Drivers for the Week of March 28, 2021

Here's a look at the main drivers in Developed Markets this week.
  • The next fiscal package is shaping up to be quite large; March jobs data Friday will be the data highlight for the week; the US outlook remains strong; it's a fairly quiet week in terms of Fed speakers; Canada has a quiet week
  • Eurozone has a fairly busy week; weekly ECB asset purchases will be reported Monday; UK and EU agreed on a new process for discussing financial market regulation; UK has a quiet week
  • Japan has a busy week; BOJ releases the minutes to its March 18 meeting Monday; Australia reports some key data

The dollar continues to power ahead. DXY broke above its 200-day moving average last week to trade at the highest level since mid-November just below the 93 level. A break above the November 11 high near 93.208 would set up a test of the November 4 high near 94.302. The euro remains heavy and is trading just below $1.18. It is on track to test the November low near $1.1605. Sterling has been outperforming but also feels heavy despite Friday’s bounce. We believe it is on track to test of the February 4 low near $1.3565. The rise in USD/JPY has resumed and is in track to break above the June 5 high near 109.85 after last week’s test. A break would set up a test of the March 2020 high near 111.70.
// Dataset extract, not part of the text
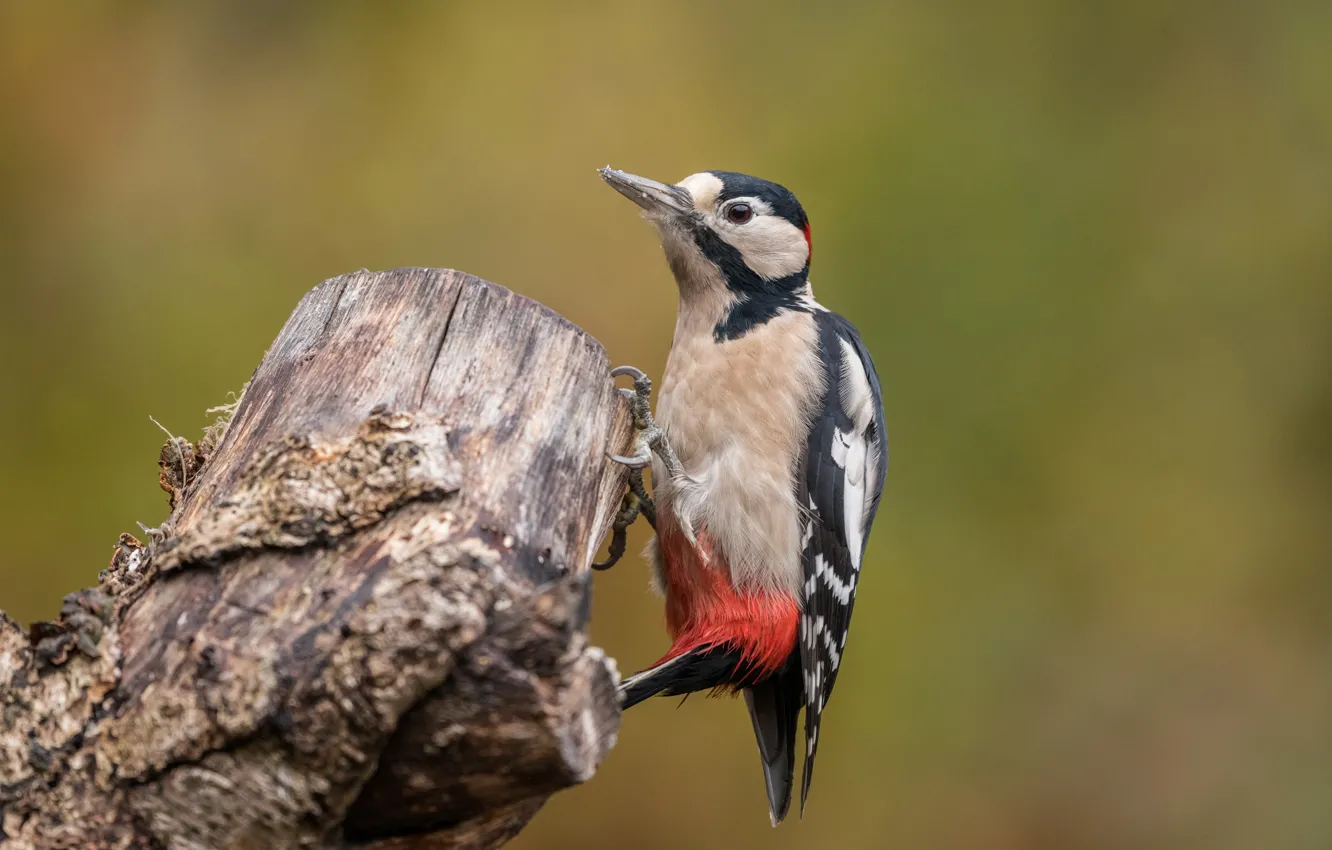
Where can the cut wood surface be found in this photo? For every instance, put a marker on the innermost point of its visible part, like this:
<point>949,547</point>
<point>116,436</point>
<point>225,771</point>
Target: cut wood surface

The next fiscal package is shaping up to be quite large. Early reports suggest a $3 trln price tag for a package that addresses infrastructure, climate change, and a whole grab bag of progressive policies. Given the divided Senate, a couple of moderate Democrats hold the key to how big this package ends up. For instance, we know that Senator Manchin was not shy about using his leverage during the negotiations over the last $1.9 trln package. There will be lots of horse-trading to come, but the key takeaway here is that there is still significant fiscal stimulus in the pipeline.
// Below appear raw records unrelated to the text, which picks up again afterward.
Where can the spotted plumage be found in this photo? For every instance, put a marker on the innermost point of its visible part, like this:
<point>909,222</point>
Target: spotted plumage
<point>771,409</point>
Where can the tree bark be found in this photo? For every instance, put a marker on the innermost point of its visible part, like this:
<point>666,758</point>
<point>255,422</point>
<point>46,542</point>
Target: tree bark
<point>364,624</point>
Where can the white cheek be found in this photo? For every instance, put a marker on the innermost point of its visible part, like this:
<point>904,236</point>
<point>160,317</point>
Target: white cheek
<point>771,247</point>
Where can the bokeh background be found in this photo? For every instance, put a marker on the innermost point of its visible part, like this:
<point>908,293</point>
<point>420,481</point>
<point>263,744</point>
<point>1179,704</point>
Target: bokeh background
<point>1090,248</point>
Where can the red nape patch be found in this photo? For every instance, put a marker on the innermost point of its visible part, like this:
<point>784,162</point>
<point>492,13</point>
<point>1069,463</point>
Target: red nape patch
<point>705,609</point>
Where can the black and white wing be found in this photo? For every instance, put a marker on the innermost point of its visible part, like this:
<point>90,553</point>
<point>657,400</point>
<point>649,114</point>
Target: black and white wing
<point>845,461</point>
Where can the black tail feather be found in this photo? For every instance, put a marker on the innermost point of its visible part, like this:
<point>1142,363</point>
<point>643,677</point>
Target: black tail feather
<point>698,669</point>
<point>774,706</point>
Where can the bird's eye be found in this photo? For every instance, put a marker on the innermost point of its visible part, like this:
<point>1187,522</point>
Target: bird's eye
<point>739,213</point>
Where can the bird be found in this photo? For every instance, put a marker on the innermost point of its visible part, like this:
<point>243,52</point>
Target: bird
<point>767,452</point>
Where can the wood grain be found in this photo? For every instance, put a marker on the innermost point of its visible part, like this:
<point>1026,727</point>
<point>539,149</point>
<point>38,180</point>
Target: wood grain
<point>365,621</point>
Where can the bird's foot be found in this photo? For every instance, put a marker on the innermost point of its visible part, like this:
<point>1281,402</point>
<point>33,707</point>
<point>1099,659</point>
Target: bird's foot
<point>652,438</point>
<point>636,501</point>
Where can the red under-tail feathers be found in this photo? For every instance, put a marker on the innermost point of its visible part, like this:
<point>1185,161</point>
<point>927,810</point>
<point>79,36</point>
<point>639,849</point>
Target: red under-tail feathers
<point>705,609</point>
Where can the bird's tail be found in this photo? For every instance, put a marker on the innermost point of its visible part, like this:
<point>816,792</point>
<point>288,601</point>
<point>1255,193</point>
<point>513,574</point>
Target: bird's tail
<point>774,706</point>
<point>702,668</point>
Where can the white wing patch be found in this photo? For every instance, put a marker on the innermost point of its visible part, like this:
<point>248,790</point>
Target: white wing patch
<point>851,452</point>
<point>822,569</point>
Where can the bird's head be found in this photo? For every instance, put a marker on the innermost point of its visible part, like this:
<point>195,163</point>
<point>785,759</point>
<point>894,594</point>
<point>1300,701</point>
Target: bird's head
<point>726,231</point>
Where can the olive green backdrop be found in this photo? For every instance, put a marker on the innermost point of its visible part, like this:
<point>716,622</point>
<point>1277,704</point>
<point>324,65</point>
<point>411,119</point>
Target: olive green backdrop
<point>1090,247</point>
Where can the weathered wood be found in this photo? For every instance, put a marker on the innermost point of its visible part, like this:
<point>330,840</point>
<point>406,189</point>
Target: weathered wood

March jobs data Friday will be the data highlight for the week. Consensus sees 643k jobs added vs. 379k in February, with unemployment falling a couple of ticks to 6.0%. Average hourly earnings are expected to slow to 4.5% y/y from 5.3% in February, while average weekly hours are expected to rise a tick 34.7. Ahead of the jobs data, we get ADP private sector jobs Wednesday, expected at 550k vs. 117k in February.
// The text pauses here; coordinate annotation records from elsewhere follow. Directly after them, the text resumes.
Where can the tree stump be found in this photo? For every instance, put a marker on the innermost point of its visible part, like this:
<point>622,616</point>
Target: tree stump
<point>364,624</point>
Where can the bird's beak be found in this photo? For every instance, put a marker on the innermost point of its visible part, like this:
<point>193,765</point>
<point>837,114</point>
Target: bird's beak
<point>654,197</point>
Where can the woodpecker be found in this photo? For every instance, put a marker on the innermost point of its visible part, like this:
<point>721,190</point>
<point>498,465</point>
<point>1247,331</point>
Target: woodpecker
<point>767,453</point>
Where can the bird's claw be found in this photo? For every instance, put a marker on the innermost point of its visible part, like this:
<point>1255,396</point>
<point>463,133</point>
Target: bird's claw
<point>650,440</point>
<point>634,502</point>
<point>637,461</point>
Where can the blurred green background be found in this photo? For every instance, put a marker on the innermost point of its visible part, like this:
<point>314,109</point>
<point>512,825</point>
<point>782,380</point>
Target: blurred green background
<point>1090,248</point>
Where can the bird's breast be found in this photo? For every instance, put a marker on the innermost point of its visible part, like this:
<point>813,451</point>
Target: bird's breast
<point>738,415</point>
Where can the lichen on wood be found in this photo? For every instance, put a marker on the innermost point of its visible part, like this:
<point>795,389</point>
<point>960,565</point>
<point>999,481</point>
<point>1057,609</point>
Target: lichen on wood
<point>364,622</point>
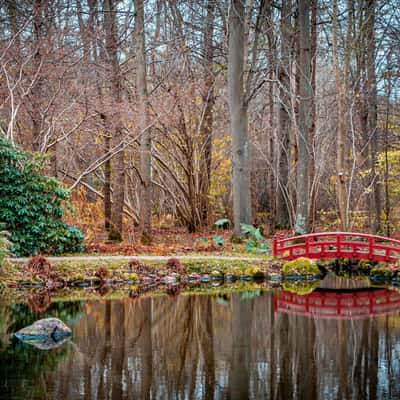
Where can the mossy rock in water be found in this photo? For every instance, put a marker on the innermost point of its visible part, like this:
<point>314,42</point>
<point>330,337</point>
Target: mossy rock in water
<point>383,272</point>
<point>301,266</point>
<point>301,287</point>
<point>255,272</point>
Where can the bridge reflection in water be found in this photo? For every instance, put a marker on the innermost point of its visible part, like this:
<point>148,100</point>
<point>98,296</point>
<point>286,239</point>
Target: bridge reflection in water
<point>354,304</point>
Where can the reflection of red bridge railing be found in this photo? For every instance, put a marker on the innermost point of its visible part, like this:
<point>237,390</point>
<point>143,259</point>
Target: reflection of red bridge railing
<point>339,305</point>
<point>337,245</point>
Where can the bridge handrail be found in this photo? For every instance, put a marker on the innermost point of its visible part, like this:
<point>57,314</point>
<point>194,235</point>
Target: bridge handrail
<point>357,242</point>
<point>322,234</point>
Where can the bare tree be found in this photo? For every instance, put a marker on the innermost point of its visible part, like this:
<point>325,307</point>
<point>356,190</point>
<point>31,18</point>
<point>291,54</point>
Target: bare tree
<point>303,136</point>
<point>238,118</point>
<point>145,138</point>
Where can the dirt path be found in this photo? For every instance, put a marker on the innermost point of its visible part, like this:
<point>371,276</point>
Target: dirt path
<point>23,260</point>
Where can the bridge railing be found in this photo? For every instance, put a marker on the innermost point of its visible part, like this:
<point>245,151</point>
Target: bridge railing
<point>337,245</point>
<point>359,304</point>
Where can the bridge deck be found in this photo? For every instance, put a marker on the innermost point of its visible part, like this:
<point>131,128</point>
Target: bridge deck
<point>337,245</point>
<point>357,305</point>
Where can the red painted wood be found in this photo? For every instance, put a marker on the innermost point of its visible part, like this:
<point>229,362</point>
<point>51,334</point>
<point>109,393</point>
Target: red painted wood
<point>361,304</point>
<point>337,245</point>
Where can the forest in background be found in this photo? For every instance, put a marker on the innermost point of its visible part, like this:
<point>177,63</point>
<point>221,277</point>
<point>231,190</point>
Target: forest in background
<point>177,113</point>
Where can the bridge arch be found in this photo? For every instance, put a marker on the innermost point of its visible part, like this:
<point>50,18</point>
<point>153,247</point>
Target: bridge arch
<point>357,304</point>
<point>337,245</point>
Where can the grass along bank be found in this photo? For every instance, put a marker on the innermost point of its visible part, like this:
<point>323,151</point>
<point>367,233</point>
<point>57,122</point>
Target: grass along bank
<point>60,271</point>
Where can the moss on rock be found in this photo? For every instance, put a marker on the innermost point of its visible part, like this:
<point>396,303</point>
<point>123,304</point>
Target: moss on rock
<point>300,266</point>
<point>301,287</point>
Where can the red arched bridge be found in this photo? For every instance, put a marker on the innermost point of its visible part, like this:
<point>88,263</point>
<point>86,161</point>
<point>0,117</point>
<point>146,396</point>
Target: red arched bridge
<point>339,305</point>
<point>337,245</point>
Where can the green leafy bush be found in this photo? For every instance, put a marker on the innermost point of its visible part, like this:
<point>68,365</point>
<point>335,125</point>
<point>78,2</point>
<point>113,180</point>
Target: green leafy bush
<point>31,205</point>
<point>5,246</point>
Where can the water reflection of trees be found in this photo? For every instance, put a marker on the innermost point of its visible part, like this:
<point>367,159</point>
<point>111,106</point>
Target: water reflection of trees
<point>193,347</point>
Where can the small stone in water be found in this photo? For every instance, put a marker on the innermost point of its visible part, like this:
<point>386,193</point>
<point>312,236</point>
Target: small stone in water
<point>44,328</point>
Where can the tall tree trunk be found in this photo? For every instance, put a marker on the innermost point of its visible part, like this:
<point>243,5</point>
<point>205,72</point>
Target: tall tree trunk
<point>117,167</point>
<point>303,136</point>
<point>238,118</point>
<point>341,121</point>
<point>37,88</point>
<point>145,134</point>
<point>283,199</point>
<point>313,182</point>
<point>207,117</point>
<point>376,207</point>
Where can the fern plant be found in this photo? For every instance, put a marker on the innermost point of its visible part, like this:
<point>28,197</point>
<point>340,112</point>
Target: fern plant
<point>255,242</point>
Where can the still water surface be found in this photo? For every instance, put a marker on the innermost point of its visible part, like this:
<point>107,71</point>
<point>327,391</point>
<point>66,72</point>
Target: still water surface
<point>232,346</point>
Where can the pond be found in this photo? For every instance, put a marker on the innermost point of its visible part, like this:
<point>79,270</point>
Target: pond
<point>259,343</point>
Weekly jobless claims Thursday should show continued improvement in the labor market. Regular initial claims are expected at 680k vs. 684k last week, which were the lowest since pre-pandemic March. Of note, regular and PUA initial claims together fell to 899k, also the lowest since pre-pandemic March. Regular continuing claims are expected at 3.775 mln vs. 3.87 mln last week, which was the lowest since mid-March and for the BLS survey week and bodes well for NFP this Friday.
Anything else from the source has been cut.